Roe v Wade placed the responsibility on the states to inspect the safety and regulate the limits of abortion. Bill sponsors say that means state lawmakers must keep informed of industry changes and problems to better protect women.

One trend, Indiana Right to Life's Sue Swayze pointed out, is an increase in chemical abortions using the dangerous RU-486, which can lead to life-threatening sepsis.  

Since RU-486 was approved by the Clinton administration in 2000, so many women have died from blood poisoning that the FDA was forced to issue a Public Health Advisory warning.

More than 1,050 women experienced serious medical problems in the drug’s first five years alone, including emergency blood transfusions, hospitalizations, life-threatening complications, and death.

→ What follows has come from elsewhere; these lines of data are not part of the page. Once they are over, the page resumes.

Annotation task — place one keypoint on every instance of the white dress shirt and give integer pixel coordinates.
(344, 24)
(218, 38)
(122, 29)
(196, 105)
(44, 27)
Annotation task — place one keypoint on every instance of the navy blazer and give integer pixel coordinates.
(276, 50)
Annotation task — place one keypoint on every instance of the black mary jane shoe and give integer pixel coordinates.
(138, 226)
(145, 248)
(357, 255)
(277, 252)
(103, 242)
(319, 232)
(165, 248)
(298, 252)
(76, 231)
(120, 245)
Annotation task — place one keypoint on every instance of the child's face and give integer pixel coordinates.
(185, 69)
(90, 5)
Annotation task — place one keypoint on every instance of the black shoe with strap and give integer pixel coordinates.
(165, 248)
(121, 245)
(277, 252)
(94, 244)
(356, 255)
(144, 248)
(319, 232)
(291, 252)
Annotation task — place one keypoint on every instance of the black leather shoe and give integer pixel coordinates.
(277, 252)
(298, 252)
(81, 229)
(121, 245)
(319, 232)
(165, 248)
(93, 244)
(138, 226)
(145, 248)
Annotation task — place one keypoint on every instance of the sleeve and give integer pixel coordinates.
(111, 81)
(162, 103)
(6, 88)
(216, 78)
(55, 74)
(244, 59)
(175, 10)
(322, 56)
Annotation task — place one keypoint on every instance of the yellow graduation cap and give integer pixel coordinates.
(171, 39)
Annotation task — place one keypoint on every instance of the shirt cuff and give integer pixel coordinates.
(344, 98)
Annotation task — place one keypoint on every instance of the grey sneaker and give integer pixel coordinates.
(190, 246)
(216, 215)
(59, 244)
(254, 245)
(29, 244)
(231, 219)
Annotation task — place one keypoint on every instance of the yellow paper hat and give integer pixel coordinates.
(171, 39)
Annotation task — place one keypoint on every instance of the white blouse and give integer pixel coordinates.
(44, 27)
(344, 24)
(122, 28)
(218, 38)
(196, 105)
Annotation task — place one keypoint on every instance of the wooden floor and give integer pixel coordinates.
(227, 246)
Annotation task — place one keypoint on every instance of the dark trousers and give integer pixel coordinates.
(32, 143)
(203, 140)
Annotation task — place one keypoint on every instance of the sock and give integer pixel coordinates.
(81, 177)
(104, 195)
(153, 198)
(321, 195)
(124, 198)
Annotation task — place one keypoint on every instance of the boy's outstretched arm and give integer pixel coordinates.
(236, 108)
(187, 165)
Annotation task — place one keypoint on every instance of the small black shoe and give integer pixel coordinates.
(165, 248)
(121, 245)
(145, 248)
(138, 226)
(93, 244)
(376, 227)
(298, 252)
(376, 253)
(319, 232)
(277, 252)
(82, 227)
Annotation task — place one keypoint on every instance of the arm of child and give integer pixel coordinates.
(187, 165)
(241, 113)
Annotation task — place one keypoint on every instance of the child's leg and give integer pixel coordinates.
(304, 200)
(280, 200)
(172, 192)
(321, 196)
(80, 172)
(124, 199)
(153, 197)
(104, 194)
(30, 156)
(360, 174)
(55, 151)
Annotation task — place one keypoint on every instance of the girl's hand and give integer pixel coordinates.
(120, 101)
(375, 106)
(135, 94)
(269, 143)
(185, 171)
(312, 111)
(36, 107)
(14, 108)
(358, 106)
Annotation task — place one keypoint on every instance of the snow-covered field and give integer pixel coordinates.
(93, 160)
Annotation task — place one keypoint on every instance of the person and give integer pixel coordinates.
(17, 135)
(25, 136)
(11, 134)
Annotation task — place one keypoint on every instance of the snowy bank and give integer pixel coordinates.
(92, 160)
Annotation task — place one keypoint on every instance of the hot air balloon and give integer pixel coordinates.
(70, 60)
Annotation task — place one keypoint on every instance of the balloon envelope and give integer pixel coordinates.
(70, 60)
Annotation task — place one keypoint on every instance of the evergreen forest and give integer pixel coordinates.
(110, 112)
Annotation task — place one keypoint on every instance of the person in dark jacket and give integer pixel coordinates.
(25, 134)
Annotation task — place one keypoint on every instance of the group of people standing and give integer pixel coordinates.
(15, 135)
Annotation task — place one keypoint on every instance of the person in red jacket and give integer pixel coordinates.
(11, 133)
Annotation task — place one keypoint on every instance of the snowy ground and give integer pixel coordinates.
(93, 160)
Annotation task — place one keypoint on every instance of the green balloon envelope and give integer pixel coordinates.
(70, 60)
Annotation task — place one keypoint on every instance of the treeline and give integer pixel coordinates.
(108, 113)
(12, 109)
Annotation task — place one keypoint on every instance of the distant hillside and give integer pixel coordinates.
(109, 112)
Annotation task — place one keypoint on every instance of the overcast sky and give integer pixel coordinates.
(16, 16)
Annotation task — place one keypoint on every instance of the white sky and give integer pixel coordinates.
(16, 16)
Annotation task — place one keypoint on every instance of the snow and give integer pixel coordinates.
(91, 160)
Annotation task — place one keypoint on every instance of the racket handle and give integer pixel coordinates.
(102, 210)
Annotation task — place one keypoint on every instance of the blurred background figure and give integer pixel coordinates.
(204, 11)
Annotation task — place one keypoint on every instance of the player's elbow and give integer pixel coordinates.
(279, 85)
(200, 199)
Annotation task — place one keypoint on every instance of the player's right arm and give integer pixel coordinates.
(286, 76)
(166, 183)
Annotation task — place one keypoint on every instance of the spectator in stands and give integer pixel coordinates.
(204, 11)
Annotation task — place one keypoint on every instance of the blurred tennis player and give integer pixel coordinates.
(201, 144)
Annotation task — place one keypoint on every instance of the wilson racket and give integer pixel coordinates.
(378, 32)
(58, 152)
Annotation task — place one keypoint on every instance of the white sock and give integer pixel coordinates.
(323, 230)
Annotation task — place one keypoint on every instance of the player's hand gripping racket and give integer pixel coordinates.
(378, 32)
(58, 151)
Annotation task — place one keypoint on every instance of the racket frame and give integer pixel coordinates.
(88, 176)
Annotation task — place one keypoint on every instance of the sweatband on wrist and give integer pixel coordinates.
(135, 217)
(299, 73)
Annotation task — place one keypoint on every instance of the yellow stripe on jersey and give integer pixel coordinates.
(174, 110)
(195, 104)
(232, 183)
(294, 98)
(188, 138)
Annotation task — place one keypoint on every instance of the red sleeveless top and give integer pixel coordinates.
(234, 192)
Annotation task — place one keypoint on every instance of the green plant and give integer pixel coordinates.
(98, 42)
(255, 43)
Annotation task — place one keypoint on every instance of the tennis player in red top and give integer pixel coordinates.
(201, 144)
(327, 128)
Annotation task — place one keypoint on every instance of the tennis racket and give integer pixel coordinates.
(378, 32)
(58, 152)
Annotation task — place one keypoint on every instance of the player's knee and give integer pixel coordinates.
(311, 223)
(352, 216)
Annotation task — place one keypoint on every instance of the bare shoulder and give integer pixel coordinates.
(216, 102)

The drug’s label includes a warning: “Serious and sometimes fatal bleeding and infections occur.”

Swayze said 26 percent of Indiana abortions are now drug-induced, resulting in higher complication rates. Hence the concern for better protocol, including informed consent.  She said the bill is her organization's top priority.

Sen. Brown considers SB 340 common-sense legislation. “It’s actually a pretty simple bill,” she said. “What we’re doing is just adopting rules basically to make sure that as the healthcare industry has progressed, we stay up with it.”

Ob-GYN Dr. Christina Francis, president of the American Association of Pro-Life Obstetricians & Gynecologists, said legitimate surgical facilities must track complication rates, and so abortion businesses should be just as accountable for the safety of women.

“If the state of Indiana is really interested in the health of women … then the best way we can do this is find out information,” Brown said.

“The only way that truly informed consent is possible is if we know accurate complication rates of the procedures and medications that we’re recommending,” Dr. Francis explained. “In order to allow women to make a truly informed choice, we must have accurate information to give them.”

Abortion advocates oppose the bill, saying that putting their industry under greater scrutiny only creates additional barriers to abortion access. Lynne Bunch of Planned Parenthood of Indiana and Kentucky fearfully spoke of her concern that “the avenue to safe and legal abortion” may be “eliminated.”

“This is nothing but big brother state government sticking their nose into an area of a person’s life that they have no business knowing about,” argued pro-abortion Sen. Tim Lanane, D-Anderson, “done solely to try to chill the rights of women.”

Pro-life measures have directly contributed to a huge drop in abortions over the past decade, but some have not survived judicial decrees. SB 340's cost analysis itself noted that recent abortion lawsuits fighting pro-life safety regulations have cost taxpayers $300,000 in awarded opponents' legal fees alone.